The Role of Ontology in Routing
Instead of coupling inventory logic directly to the MCP trigger, the system uses an ontology layer to define routing strategy. The shortage calculation is treated as a data-access helper, while the decision to act on that shortage belongs to an Inventory Agent. This keeps the YAML rules clean and focused on strategy rather than complex mathematical aggregation. The agentic workflow follows a clear pattern: detect the gap, judge the replenishment quantity, and execute the write-back to the ERP (Odoo).

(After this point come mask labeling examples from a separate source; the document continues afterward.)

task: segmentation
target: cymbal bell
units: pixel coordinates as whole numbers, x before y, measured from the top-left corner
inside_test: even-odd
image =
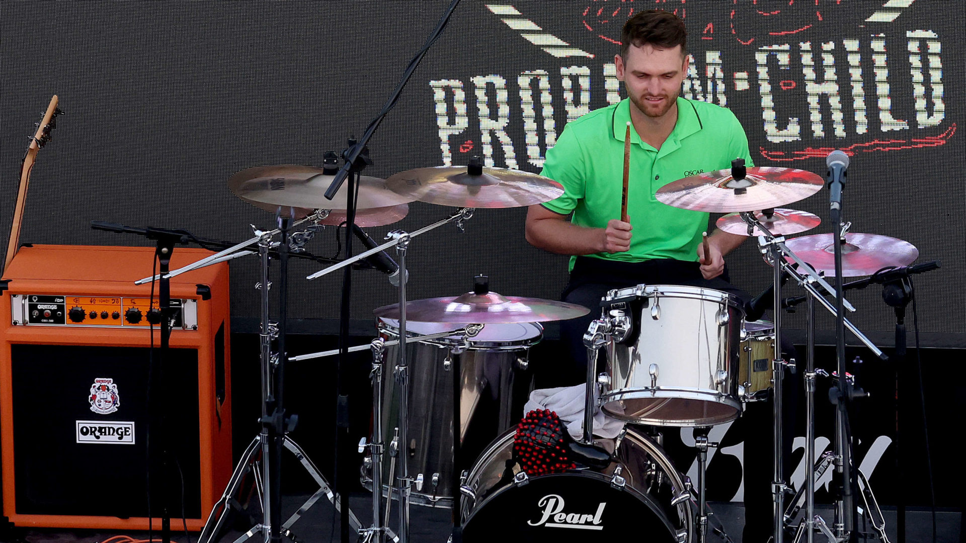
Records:
[[[575,303],[501,296],[495,292],[467,293],[458,297],[415,300],[406,304],[406,318],[422,323],[509,324],[542,323],[576,319],[590,309]],[[376,309],[376,317],[399,318],[399,304]]]
[[[410,200],[457,208],[531,206],[563,194],[563,186],[546,177],[478,164],[406,170],[385,185]]]
[[[270,206],[296,210],[345,210],[348,207],[348,182],[342,184],[331,200],[325,196],[334,178],[334,175],[328,175],[326,170],[317,166],[256,166],[242,170],[229,178],[228,187],[244,200]],[[382,179],[362,176],[359,182],[356,209],[385,208],[412,201],[412,198],[387,189]]]
[[[834,234],[814,234],[788,240],[785,245],[817,272],[836,275]],[[848,232],[842,243],[842,277],[871,275],[890,266],[909,266],[919,249],[909,242],[877,234]],[[788,262],[792,262],[786,258]]]
[[[754,212],[754,218],[765,228],[776,236],[788,236],[806,232],[821,224],[822,219],[818,215],[808,212],[788,210],[779,208],[774,210],[771,216],[766,216],[762,212]],[[741,218],[740,214],[728,214],[718,218],[715,223],[720,230],[738,236],[748,236],[748,223]],[[762,236],[764,232],[755,226],[752,236]]]
[[[740,180],[731,176],[730,168],[679,179],[659,188],[655,198],[696,212],[753,212],[808,198],[825,185],[821,177],[805,170],[774,166],[747,170]]]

Managing Token Costs and Tool Selection
Large tool catalogs often degrade LLM performance and increase token costs due to the "schema tax" of loading tool definitions into the context window. By using a policy-driven dispatch, the model is never presented with a sprawling menu of tools. Instead, the deterministic engine routes the request to a specific agent, which only exposes the tools necessary for its narrow domain. This approach ensures that token spend scales with the number of actual decisions made, rather than the number of operations performed or tools connected.
Fail-Safe Design
Every agentic judgment is boxed by deterministic constraints. For replenishment, the system calculates a "fallback floor"—a safety buffer—ensuring that if the LLM fails or produces an outlier, the system defaults to a safe, deterministic reorder quantity. Similarly, briefings are generated via templates if the model is unavailable, ensuring that human stakeholders always receive actionable information regardless of model performance.